Slovenia welcomes EU invite to Croatia

Photo: European Commission

At the beginning of this week the European Commissioner for External Relations Chris Patten and Enlargement Commissioner Günther Verheugen gave Croatia the go-ahead to start negotiations to gain full EU membership. What was the reaction in Croatia itself and what are expectations in neighbouring Slovenia? Ksenija Samardzija Matul from Radio Slovenia International has more:

Drago Balazic, the Zagreb-based correspondent for Slovenia's national radio, was the first member of the Slovene media to report on the fact that Croatia will be able to start negotiations for EU accession:

Croatian Prime Minister Ivo Sanader therefore stated that Croatia had expected a positive outcome:

"This is the document we expected. Europe has acknowledged that we are a stable and democratic country and I am convinced that the leaders of the member states of the EU will confirm this, too."

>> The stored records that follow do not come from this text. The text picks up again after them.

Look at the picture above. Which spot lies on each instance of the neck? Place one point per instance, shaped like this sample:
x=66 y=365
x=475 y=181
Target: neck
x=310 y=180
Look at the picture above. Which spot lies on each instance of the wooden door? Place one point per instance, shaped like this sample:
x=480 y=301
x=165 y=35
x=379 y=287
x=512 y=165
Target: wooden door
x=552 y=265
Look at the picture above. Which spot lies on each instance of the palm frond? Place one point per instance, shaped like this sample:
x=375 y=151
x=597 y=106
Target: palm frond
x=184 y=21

The President of Croatia Stjepan Mesic also expected a positive opinion from the EU:

"There are now conditions and we must continue to act the way we do and I am convinced that we can continue talks in June."

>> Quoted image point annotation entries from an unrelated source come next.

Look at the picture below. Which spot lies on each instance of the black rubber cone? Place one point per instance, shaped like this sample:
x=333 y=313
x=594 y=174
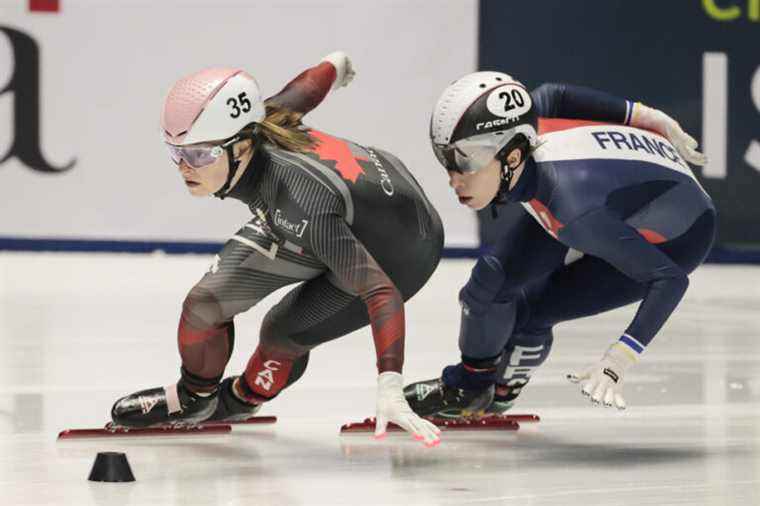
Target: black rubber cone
x=111 y=467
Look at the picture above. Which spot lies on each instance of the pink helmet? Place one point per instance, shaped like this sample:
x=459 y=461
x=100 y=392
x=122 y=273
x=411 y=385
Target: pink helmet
x=211 y=105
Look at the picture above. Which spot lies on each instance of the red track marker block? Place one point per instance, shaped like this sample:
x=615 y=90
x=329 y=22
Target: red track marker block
x=169 y=430
x=486 y=423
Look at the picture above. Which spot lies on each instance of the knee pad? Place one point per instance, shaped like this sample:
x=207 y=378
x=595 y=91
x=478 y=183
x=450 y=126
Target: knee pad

The Croatian opposition, headed by former Prime Minister Ivica Racan, stresses that his former government actually takes credit for the invitation and that the new government still has a lot to do to lead successful negotiations with the EU.

How did Slovenia react? The Slovene government welcomed the decision and Foreign Minister Dimitrij Rupel offered the neighbouring country support in its efforts during his recent talks with Croatian colleagues. Janez Potocnik, former Minister of European Affairs, and since May 1st EU Commissioner in the field of enlargement, made clear during his hearing in the European Parliament, that Slovenia will support Croatia in its accession process.

Slovenia hopes that this way many of the open questions between the two countries, which began after the breakdown of Yugoslavia, will be solved more easily. These include the question of the border in the Adriatic Sea and on the mainland, the question of ownership of the nuclear power plant Krsko and the issue of Croatian deposits in the former Zagreb-based subsidiary of Ljubljanska Banka.